Thomas Cook agrees to rescue package due to debt burden
The deal will see Fosun — whose Chinese parent owns Club Med — contribute £450m of new money for at least 75% of the tour operator
London — British travel operator Thomas Cook Group said on Wednesday that it has agreed the main terms of a rescue package that will see China’s Fosun Tourism take over its tour operations, and creditor banks and bondholders acquire its airline.
The world’s oldest travel company and pioneer of the package tour, has struggled with intense competition in popular destinations, high debt levels and an unusually hot summer in 2018, which reduced its last-minute bookings.
The debt burden meant the company had to sell 3-million holidays a year just to pay the interest, it said last month.
Thomas Cook also said in July that it was working to secure new investment from shareholder Fosun Tourism, which would see the Chinese group take control of the business, along with Thomas Cook’s lenders, whose debt would be converted into equity.
The terms announced on Wednesday will see Fosun — whose Chinese parent owns all-inclusive holiday firm Club Med —contribute £450m of new money in return for at least 75% of the tour operator business and 25% of the group’s airline.
Thomas Cook’s lending banks and bondholders will stump up a further £450m and convert their existing debt to equity, giving them in total about 75% of the airline and up to 25% in the tour operator business, the group said.

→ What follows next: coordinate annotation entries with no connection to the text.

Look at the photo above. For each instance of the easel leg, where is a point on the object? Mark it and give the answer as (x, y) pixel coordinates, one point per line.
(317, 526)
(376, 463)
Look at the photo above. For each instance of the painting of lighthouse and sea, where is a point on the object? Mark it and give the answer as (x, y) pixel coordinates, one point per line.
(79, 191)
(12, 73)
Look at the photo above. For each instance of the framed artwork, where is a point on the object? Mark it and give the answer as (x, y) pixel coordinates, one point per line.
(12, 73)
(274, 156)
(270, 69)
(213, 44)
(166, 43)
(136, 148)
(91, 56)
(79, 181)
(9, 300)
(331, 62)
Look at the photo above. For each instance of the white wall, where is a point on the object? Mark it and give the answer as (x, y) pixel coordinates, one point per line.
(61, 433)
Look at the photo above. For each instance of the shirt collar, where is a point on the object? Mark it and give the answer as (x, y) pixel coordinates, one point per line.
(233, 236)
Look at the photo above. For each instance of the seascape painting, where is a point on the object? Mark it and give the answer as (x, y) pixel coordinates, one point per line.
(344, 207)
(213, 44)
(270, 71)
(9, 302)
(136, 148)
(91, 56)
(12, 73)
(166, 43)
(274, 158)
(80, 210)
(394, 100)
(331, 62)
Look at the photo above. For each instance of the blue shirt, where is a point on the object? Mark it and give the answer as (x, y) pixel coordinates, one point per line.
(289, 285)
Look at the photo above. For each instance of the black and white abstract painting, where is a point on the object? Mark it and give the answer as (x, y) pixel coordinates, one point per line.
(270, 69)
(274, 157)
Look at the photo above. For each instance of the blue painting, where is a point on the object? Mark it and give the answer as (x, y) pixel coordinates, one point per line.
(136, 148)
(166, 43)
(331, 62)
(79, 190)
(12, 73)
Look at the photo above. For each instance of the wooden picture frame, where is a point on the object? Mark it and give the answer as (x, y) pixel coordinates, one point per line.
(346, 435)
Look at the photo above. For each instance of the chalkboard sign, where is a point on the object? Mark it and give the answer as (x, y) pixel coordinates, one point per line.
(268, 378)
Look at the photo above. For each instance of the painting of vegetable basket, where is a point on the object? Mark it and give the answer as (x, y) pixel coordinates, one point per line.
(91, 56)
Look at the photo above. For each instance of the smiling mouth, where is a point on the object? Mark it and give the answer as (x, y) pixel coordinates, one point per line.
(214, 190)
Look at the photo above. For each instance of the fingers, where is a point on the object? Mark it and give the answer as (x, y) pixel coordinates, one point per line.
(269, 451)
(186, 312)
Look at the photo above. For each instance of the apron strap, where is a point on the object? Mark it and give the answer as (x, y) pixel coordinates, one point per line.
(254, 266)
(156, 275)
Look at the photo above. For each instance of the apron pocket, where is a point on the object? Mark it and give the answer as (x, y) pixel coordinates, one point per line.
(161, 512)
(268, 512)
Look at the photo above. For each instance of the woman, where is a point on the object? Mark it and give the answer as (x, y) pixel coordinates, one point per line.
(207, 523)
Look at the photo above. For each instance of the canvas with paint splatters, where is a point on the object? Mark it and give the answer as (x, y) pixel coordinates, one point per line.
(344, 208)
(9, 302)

The recapitalisation plan, which is subject to a legally binding agreement between the parties, will result in a significant dilution in existing Thomas Cook shareholders’ interests, the company said, but it had decided it was the best way to secure the future of the group for all its stakeholders.
Shares in Thomas Cook, which were trading at 150p in May 2018, were down 12% at just more than 6p on Wednesday.

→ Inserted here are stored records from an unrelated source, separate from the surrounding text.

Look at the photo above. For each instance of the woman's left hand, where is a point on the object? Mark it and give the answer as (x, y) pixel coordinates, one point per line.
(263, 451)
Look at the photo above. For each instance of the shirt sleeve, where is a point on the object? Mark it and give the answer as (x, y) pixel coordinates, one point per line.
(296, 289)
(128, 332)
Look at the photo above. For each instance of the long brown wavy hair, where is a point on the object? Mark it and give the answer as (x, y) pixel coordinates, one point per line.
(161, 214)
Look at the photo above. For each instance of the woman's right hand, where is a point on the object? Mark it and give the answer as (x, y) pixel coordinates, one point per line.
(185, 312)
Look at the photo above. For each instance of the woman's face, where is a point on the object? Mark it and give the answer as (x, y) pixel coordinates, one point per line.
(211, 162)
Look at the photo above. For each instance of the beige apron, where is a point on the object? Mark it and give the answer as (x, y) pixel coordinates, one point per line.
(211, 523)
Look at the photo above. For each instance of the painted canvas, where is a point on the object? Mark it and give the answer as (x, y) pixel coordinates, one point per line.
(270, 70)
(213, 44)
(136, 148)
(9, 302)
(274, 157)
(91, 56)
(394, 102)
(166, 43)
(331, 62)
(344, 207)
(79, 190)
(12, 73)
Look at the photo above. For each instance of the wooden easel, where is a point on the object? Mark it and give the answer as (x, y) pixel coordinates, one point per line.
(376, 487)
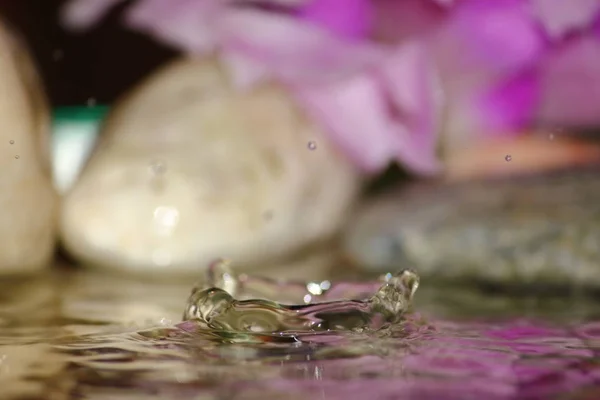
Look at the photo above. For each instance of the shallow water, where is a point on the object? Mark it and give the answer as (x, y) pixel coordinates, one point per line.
(79, 335)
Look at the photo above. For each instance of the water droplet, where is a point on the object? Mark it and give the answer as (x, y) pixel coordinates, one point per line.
(166, 219)
(158, 167)
(57, 54)
(161, 258)
(268, 215)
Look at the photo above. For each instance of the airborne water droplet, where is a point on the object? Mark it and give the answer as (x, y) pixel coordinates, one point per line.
(158, 167)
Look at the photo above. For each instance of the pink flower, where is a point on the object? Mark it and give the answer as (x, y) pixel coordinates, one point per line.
(376, 74)
(377, 102)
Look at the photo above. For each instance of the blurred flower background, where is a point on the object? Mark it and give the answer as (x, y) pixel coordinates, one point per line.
(284, 110)
(388, 78)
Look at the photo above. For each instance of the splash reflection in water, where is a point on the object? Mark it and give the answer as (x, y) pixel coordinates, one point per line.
(78, 335)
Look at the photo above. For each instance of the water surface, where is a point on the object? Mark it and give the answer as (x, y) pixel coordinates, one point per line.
(79, 335)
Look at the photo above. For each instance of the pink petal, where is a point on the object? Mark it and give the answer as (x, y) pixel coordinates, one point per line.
(382, 117)
(410, 80)
(355, 115)
(484, 37)
(510, 106)
(561, 17)
(405, 19)
(84, 14)
(294, 51)
(190, 25)
(347, 18)
(570, 82)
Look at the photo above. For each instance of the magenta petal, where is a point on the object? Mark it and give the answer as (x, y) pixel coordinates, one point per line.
(295, 51)
(84, 14)
(358, 117)
(190, 25)
(355, 116)
(347, 18)
(561, 17)
(405, 19)
(409, 79)
(485, 36)
(570, 78)
(510, 106)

Russ Mould, investment director at broker AJ Bell, said shareholders in the troubled travel company may have to accept that their investment could be worthless. “Investors are simply trying to cash out and crystalise any value left in their investment before the refinancing, for fear there could be nothing left if they wait.”
Thomas Cook, founded by its namesake in 1841, said it intends to maintain the company’s listing on the London Stock Exchange if possible.
British trade union TSSA welcomed the plan. “This appears to be good news for our members as Thomas Cook’s presence on our high streets looks to have been saved,” said leader Manuel Cortes.
Earlier this year, Thomas Cook said it was exploring a sale of its airline business, which consists of German carrier Condor and UK, Spanish and Scandinavian operations, but a further profit warning in May left management seeking a more radical solution to save the business.
Analyst Mark Irvine-Fortescue at Stifel said the airline was likely to be put up for sale again in due course, making for an uncertain relationship with the tour operator.
Fosun Tourism’s parent Fosun International was co-founded by billionaire Guo Guangchang and is one of China’s biggest conglomerates. It has spent billions of dollars over the past decade on healthcare, tourism and fashion companies in the US and Europe.
As well as Club Med, Fosun International also owns English Premier League soccer team Wolverhampton Wanderers FC.
Fosun said earlier this year it would adopt an asset-light strategy and run Club Med resorts it plans to launch in China and other countries under management contracts.